Bu gidişle 50 yıl, 100 yıl sonrası demografik ve nüfus sayısı nasıl olacak? Anadoludaki bu dağılımın içeriği nasıl şekillenecek? Türkiye Cumhuriyeti’nin, Türklerin evinde azınlık durumuna düşmesinin önlenmesi için bir projeksiyonu varmı? Yoksa gerçekten bu Türkleri Anadolu’dan atılma operasyonu mudur? Ülkemizde misafir edilen Suriyelilerin ve Afganların ülkelerine dönmelerini milli beka ve demografik geleceğimiz açısından mecburi bir gerçektir.
Türk milletinin geleceğini riske atamayız. Mehmetçiklerimiz Suriyede şehit olurken Türkiye’nin sahillerinde, cafelerinde eğlenen, çevreye rahatsızlık veren Suriyeli gençlerden sonra Afganlı gençleri de görmeyi Türk milletinin midesi kaldıramaz. Huzursuzluğun genişlemesine müsaade edilmemelidir. Atasözümüzü hatırlamakta fayda var. “Merhametten maraz doğarmış” Bunlar yetmiyormuş gibi,
İktidar partisinin Gn. Bşk. Yard. Mustafa Şen’in “Suriye’den gelenlere sordum. Diyorlar ki: ‘İlk olarak bizden önce gelenler geldikleri yere gitseler, biz de yol yordam öğrensek, sonra biz gitsek.” İfadesine ne demeli? Resmen Türk milletinin sabrını zorluyor. Kimi kimin toprağından gönderiyor akıl alacak gibi değil… Türkiye Cumhuriyeti bir Türk devletidir. Suriyeliler ve Afganlılar konusunda köklü çözüm planı acilen oluşturmalıdır. Her gün suça bulaşanlar sınırdaşı edilmelidir. Bir toplumu etkili bölmek için birbiriyle rekabet eden ve birbirine kuşku ile bakan ırk, din ve iktisadi toplumların sayısını arttırmak yoluyla sağlanabilir.
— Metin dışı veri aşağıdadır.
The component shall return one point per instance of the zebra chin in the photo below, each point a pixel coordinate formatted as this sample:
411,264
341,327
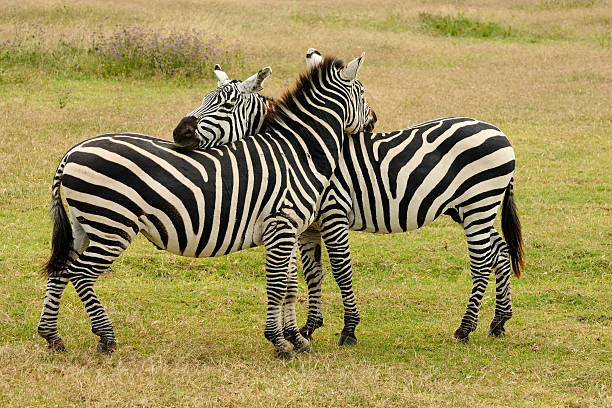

Devletimizi çok milletli çok dilli bir topluluğa dönüştürmenin bedelinin çok ağır olacağını Osmanlı’nın yıkılışıyla tecrübe ettik. Peki bundan sonrası için Türk milletinin sabrı sınanmasın! Tahriklere de kapılmayalım.
Yönetenlerimize doğru karar almaları için sen yardım eyle ya rabbii.

Sosyal Medyada Paylaşın:

BİRDE BUNLARA BAKIN

Düşüncelerinizi bizimle paylaşırmısınız ?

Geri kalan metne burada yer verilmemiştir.